OS Thread Id: 0x2354 (35)
Child SP               IP Call Site
000000001836e028 00000000775a1fa0 [InlinedCallFrame: 000000001836e028] Microsoft.Win32.Win32Native.WriteFile(Microsoft.Win32.SafeHandles.SafeFileHandle, Byte*, Int32, Int32 ByRef, IntPtr)
000000001836e028 000007feea284cf4 [InlinedCallFrame: 000000001836e028] Microsoft.Win32.Win32Native.WriteFile(Microsoft.Win32.SafeHandles.SafeFileHandle, Byte*, Int32, Int32 ByRef, IntPtr)
000000001836dff0 000007feea284cf4 DomainNeutralILStubClass.IL_STUB_PInvoke(Microsoft.Win32.SafeHandles.SafeFileHandle, Byte*, Int32, Int32 ByRef, IntPtr)
000000001836e0d0 000007feea265984 System.IO.FileStream.WriteFileNative(Microsoft.Win32.SafeHandles.SafeFileHandle, Byte[], Int32, Int32, System.Threading.NativeOverlapped*, Int32 ByRef)
000000001836e130 000007feea2658d2 System.IO.FileStream.WriteCore(Byte[], Int32, Int32)
000000001836e1a0 000007feea265847 System.IO.FileStream.FlushInternalBuffer()
000000001836e1e0 000007feea2657d4 System.IO.FileStream.Flush(Boolean)
000000001836e220 000007feea27128c System.IO.StreamWriter.Flush(Boolean, Boolean)
000000001836e280 000007fec064f2f7 Microsoft.VisualBasic.Logging.FileLogTraceListener+ReferencedStream.Flush()
000000001836e2d0 000007fec064e065 Microsoft.VisualBasic.Logging.FileLogTraceListener.Flush()
000000001836e300 000007fee92e0859 System.Diagnostics.TraceInternal.WriteLine(System.String)
000000001836e370 000007fe8bcc780d Neuron.Esb.ESBMasterService.Trace(System.Diagnostics.TraceListener, System.String)
000000001836e3c0 000007fe8bcc7bec Neuron.Esb.ESBMasterService.TraceInfo(System.Diagnostics.TraceSwitch, System.String, System.Diagnostics.TraceListener)
000000001836e420 000007fe8bfa72a9 Neuron.Esb.ESBMasterService.TraceInfo(System.Diagnostics.TraceSwitch, System.String)
000000001836e460 000007fe8c1c831e Neuron.Esb.EsbService.AmqpService.Trace(System.String, System.Object[])
000000001836e4a0 000007fe8cbbbc2e Neuron.Esb.EsbService.AmqpService.UpdateServiceStatus(Neuron.Esb.EsbService.ServiceState, Newtonsoft.Json.Linq.JToken)
000000001836e530 000007fe8c8baa0b Neuron.Esb.EsbService.AmqpService.UpdateExchangeStatus(System.Object, System.Timers.ElapsedEventArgs)
000000001836e5d0 000007fee9802586 System.Timers.Timer.MyTimerCallback(System.Object)
000000001836e650 000007feea1c2490 System.Threading.ExecutionContext.RunInternal(System.Threading.ExecutionContext, System.Threading.ContextCallback, System.Object, Boolean)

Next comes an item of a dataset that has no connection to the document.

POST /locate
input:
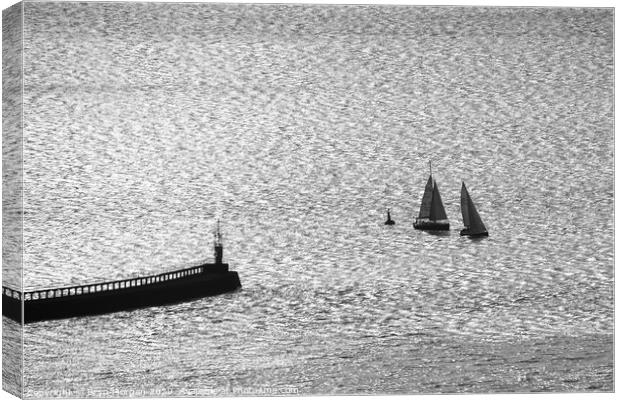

000000001836e720 000007feea1c2327 System.Threading.ExecutionContext.Run(System.Threading.ExecutionContext, System.Threading.ContextCallback, System.Object, Boolean)
000000001836e750 000007feea1f0b9b System.Threading.TimerQueueTimer.CallCallback()
000000001836e7b0 000007feea1f0998 System.Threading.TimerQueueTimer.Fire()
000000001836e800 000007feea281a9f System.Threading.TimerQueue.FireNextTimers()
000000001836ed08 000007feeb303753 [DebuggerU2MCatchHandlerFrame: 000000001836ed08]
000000001836ee98 000007feeb303753 [ContextTransitionFrame: 000000001836ee98]
000000001836f0b8 000007feeb303753 [DebuggerU2MCatchHandlerFrame: 000000001836f0b8]

 

Having years of experience with log4net, I decided to use and recommend that.